Rekordbudget da, Sparbedarf dort: Eva-Maria Holzleitner (SPÖ) dürfte mit gemischten Gefühlen auf das Doppelbudget blicken. Als Frauenministerin konnte sie eine Rekordsumme ausverhandeln, umgekehrt muss sie als Wissenschaftsministerin die Unis auf budgetär weniger rosige Zeiten einstimmen. Auf die empörten Reaktionen aus den Rektoraten schien Holzleitner nur bedingt vorbereitet.

Josef Schellhorn | Neos

Der Unsteuerbare

Note: 4

Der Ex-Gastronom legte einen klassischen Fehlstart hin, sein Entbürokratisierungspaket war dann auch kein Befreiungsschlag, da zu unübersichtlich. Die Umsetzung verläuft schleppend, wobei auch die Koalitionspartner bremsen. Innerhalb der Neos steht Schellhorn ebenso in der Kritik.

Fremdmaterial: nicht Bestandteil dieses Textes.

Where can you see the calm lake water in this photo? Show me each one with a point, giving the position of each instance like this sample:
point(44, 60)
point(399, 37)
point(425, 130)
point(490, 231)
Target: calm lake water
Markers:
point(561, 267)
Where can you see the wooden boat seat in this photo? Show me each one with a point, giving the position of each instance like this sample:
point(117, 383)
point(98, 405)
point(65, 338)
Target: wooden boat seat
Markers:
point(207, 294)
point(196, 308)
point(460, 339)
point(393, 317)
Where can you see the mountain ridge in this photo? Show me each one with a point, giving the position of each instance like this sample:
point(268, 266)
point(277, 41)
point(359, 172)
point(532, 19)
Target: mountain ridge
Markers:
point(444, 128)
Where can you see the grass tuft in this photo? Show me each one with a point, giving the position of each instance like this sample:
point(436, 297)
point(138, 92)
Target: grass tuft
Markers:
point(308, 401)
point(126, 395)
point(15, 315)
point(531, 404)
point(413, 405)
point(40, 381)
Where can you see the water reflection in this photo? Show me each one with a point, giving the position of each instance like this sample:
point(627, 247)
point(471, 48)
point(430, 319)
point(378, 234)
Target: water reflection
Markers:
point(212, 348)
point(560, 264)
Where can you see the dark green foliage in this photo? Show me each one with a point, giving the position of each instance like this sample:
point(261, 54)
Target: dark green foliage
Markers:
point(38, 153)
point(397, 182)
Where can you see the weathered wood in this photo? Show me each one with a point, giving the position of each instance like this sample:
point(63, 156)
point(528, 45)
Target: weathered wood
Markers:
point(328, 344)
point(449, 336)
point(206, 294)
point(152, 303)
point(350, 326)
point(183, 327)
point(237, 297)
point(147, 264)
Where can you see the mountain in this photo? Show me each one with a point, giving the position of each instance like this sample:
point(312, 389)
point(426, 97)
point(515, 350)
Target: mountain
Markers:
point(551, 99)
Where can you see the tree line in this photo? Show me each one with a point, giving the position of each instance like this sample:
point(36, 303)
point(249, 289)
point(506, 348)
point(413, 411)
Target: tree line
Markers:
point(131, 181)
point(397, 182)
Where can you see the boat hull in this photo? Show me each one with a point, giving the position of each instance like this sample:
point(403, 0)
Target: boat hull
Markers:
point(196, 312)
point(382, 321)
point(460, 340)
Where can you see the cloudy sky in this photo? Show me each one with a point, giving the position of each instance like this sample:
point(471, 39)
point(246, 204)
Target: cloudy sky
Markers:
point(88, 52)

Barbara Eibinger-Miedl | ÖVP

Die Stille

Note: 2

Die Steirerin im Finanzministerium ist stärker eingebunden als ihre Vorgänger, die primär als Aufpasser von ihren Parteien entsandt wurden. Eibinger-Miedl drängt nicht in den Vordergrund, konnte dennoch (oder gerade deshalb?) mit der Lohnnebenkostensenkung einen Erfolg einfahren.

U. Königsberger-Ludwig | SPÖ

Die Frau ohne Macht

Note: 4

Obwohl mit Korinna Schumann eine SPÖ-Parteifreundin im Ministerium sitzt, hat Gesundheitssaatssekretärin Ulrike Königsberger-Ludwig kaum Gestaltungsspielraum. Ihre Kurzzeitkandidatur bei der SPÖ Niederösterreich samt Rückzug sorgte für innerparteiliche Irritation.

Alexander Pröll | ÖVP

Der Mann im
Hintergrund

Note: 2

Verkündet Alexander Pröll (ÖVP) nicht gerade Neuerungen bei der ID Austria, ist der Digitalisierungsstaatssekretär öffentlich wenig präsent. Im Hintergrund spielt er allerdings als Regierungskoordinator eine entscheidende Rolle. Sein Beitrag zum Funktionieren der Koalition wird von allen Seiten gelobt.

Jörg Leichtfried | SPÖ

Der Erfahrene
ohne Spielraum

Note: 3

Jörg Leichtfried hat viele Jahre in der SPÖ und im Parlament auf dem Buckel. Als Staatssekretär für Staatsschutz betont er gern sein gutes Einvernehmen mit Innenminister Gerhard Karner, viel Gestaltungsspielraum hat er jedoch nicht. Viele seiner Vorhaben verharren in der Planungsphase.

Elisabeth Zehetner | ÖVP

Die versteckt
Tätige

Note: 3

An die Öffentlichkeit drängt Energiestaatssekretärin Elisabeth Zehetner (ÖVP) nicht, im Hintergrund dürfte sie aber durchaus beschäftigt sein. Viele zentrale Vorhaben des Wirtschaftsministeriums fielen zuletzt in den Energiebereich, auch die Reformpartnerschaft präsentierte hier kürzlich erste Ergebnisse.